A trial of Jammertest 2024 is underway in Norway
Global navigation satellite system (GNSS) jamming and spoofing incidents were becoming more frequent, especially in critical regions such as northern Norway, and could be related to military activities in neighbouring countries. Such security threats have prompted governments and research institutions to seek more jamming-resistant GNSS systems, as well as non-GNSS positioning, navigation and timing (PNT) emergency systems. The Norwegian Ministry of Defence, for example, has proposed the development of PNT-powered alternatives to protect maritime navigation from GNSS interference.
To address this challenge, researchers are evaluating the ability of existing and emerging technology systems to withstand jamming and spoofing attacks in real-world scenarios. During Jammertest 2024, GNSS jamming experiments, including simple and complex spoofing and jamming attacks, are being conducted on the island of An in north-west Norway. These trials are designed to enable participants to identify potential strengths and weaknesses of their GNSS-based systems.
In this area, Septentrio and its Septentrio Mosaic GNSS module are noteworthy.Septentrio is a company that specialises in providing high-precision GNSS solutions, and its Mosaic GNSS module is renowned for its robust anti-jamming capabilities.The Mosaic-X5™ is a superb anti-jamming The Mosaic-X5™ is a superb anti-jamming GNSS receiver that includes an intuitive web-based user interface that makes operation and monitoring easy, allowing you to control the receiver from any device or computer. The home page of the web interface also contains a variety of status indicators for the receiver, making it ideal for monitoring the receiver's operational status.

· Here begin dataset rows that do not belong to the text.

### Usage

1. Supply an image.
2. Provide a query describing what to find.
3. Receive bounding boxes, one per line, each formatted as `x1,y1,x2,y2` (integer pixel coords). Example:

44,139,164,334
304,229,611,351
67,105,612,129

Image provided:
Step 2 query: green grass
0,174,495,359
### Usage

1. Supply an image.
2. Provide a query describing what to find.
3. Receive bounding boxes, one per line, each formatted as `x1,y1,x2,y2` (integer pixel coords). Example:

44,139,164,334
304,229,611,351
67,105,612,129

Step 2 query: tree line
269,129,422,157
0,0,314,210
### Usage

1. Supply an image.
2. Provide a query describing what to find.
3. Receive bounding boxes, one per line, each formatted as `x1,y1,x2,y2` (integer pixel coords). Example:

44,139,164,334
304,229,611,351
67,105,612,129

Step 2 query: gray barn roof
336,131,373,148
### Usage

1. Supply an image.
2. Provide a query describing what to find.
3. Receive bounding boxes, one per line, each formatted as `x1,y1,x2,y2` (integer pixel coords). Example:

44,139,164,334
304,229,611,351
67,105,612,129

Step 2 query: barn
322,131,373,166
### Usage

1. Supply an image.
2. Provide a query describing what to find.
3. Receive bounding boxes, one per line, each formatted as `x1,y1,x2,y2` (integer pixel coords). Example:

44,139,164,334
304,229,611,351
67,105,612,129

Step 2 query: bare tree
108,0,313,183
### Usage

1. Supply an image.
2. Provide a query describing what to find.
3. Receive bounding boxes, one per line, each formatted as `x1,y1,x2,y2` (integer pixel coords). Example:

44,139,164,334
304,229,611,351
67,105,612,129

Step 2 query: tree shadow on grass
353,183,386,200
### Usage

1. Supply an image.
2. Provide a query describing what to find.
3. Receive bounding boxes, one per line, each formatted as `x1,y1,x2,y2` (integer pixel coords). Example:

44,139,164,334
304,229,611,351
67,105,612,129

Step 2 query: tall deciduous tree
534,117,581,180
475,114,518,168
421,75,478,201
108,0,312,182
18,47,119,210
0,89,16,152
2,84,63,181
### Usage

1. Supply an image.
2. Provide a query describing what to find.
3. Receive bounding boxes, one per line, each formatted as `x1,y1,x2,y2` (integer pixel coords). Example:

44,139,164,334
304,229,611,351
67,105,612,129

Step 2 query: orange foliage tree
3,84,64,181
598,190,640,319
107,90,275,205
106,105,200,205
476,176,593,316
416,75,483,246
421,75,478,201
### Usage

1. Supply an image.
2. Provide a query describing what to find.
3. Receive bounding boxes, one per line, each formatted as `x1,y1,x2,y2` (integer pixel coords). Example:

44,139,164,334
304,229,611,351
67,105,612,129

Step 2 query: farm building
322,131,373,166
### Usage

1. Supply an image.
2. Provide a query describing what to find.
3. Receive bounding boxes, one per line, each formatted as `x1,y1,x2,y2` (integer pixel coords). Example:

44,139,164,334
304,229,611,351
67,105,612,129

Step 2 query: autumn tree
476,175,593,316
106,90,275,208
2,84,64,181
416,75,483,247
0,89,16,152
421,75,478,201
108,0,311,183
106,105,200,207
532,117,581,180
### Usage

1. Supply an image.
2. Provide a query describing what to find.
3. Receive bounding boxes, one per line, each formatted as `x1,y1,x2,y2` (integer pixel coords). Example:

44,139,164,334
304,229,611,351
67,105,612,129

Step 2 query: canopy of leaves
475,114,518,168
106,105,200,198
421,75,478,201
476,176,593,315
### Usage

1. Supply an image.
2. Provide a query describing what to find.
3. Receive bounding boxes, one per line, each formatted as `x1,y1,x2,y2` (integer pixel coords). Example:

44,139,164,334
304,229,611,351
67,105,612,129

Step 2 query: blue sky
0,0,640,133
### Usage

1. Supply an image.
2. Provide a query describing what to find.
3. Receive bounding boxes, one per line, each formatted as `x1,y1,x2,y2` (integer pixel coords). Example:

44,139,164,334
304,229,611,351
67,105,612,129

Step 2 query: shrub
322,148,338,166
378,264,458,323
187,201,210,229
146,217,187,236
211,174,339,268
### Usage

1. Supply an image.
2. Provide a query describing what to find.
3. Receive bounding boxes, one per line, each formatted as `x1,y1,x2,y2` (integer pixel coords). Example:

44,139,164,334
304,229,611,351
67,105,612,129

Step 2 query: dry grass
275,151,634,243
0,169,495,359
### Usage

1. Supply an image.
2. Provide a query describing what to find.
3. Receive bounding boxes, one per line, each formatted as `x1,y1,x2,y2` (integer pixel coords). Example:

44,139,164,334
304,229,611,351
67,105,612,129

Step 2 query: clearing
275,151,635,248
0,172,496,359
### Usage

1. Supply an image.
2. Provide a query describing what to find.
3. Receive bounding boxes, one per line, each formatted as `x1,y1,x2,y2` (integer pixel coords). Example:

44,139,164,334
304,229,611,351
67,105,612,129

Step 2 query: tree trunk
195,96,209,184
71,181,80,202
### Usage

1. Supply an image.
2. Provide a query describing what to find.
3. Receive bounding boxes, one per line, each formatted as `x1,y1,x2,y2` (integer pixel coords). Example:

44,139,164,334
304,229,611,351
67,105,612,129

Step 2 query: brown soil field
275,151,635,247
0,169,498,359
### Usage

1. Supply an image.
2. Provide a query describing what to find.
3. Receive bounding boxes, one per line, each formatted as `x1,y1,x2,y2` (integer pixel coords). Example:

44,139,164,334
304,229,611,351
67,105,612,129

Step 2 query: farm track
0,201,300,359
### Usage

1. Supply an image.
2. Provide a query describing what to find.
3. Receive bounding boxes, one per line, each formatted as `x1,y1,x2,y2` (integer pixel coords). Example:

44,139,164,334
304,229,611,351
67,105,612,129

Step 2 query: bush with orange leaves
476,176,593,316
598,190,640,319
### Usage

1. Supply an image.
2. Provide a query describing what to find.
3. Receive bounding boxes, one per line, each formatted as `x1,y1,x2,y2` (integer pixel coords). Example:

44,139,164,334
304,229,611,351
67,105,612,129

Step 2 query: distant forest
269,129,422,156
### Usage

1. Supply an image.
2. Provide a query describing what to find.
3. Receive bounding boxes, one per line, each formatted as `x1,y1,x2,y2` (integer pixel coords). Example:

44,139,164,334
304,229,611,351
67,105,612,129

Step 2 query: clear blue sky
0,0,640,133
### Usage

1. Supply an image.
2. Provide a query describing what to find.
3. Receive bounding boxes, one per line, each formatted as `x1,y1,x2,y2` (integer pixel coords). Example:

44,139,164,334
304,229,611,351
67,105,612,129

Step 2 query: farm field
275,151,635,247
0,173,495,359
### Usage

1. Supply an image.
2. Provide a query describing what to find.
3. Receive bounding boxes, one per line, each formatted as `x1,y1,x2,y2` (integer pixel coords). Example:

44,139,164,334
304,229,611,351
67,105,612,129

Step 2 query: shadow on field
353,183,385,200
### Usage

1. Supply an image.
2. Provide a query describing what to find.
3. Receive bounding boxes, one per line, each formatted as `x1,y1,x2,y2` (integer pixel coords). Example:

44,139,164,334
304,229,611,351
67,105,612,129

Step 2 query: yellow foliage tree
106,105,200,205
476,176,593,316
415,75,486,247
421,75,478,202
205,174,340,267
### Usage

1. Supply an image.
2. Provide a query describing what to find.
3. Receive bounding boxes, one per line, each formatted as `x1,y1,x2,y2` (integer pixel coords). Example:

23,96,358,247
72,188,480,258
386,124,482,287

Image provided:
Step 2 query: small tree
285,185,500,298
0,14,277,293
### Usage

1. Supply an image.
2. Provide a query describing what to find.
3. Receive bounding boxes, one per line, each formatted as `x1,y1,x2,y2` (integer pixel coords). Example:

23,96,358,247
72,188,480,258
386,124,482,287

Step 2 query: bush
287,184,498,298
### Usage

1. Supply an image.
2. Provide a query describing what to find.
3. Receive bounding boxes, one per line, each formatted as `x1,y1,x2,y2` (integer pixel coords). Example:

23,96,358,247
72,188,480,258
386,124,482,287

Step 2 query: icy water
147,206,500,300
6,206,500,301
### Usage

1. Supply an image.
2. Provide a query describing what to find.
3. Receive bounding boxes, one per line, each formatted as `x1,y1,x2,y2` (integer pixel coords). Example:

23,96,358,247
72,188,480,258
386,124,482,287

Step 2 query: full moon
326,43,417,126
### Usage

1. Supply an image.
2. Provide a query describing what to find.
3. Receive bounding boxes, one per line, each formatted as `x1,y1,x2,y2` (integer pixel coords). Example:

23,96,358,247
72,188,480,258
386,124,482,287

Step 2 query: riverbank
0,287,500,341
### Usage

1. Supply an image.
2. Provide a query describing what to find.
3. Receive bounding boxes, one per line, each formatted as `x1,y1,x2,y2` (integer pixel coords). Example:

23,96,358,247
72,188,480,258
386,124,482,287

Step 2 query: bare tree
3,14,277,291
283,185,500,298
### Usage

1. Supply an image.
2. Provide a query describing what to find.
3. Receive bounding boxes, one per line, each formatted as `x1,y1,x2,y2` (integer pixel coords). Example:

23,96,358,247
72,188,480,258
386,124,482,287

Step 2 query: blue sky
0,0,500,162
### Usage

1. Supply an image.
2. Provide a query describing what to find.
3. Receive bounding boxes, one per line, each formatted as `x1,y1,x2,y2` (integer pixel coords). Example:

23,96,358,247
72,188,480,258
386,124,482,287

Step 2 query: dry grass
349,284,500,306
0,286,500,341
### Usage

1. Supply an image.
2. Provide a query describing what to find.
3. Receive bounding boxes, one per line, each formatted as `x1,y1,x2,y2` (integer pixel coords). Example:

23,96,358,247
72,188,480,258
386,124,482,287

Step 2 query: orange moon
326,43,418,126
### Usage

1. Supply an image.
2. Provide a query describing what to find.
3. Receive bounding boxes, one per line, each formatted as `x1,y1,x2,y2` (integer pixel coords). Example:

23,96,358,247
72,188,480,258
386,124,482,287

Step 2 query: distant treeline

Principles of interference and spoofing include, but are not limited to, chirp, continuous wave, sawtooth chirp, FM, impulse, narrowband noise, and matched spectrum. There are various methods for detecting these interferences, including statistical-based interference detection methods, time-frequency analysis-based interference detection methods, and machine learning-based interference detection methods.
In order to improve the security and robustness of GNSS, researchers are exploring a variety of technical means. For example, one study proposes a deep learning-based interference detection method, which identifies the type of interference in the signal time-frequency image by training a convolutional neural network (CNN). In addition, there are studies that utilise multi-antenna arrays and spatial processing techniques to detect and suppress spoofed interference.
The concept of an integrated PNT system has also been proposed to enhance the system's immunity to interference. The core of this system is not to rely excessively on GNSS, but to use all available PNT information sources to implement full-airspace target positioning, navigation and timing services. The information sources of the integrated PNT system must be ‘multi-source information based on different physical principles’; the operation and control system should be based on a cloud platform, realising common measurement and control by user volunteers; the user terminals or sensors must be ‘deeply integrated and low-power’; the PNT service information must be ‘intelligent fusion or adaptive fusion’; the PNT service information must be ‘intelligent fusion or adaptive fusion’; and the PNT service information must be ‘intelligent fusion’. ‘intelligently fused or adaptively fused’.
These studies and experiments have shown that the security and robustness of GNSS is a hot spot in current research and that Governments and research institutions are actively developing new technologies and strategies to deal with the threats of interference and spoofing.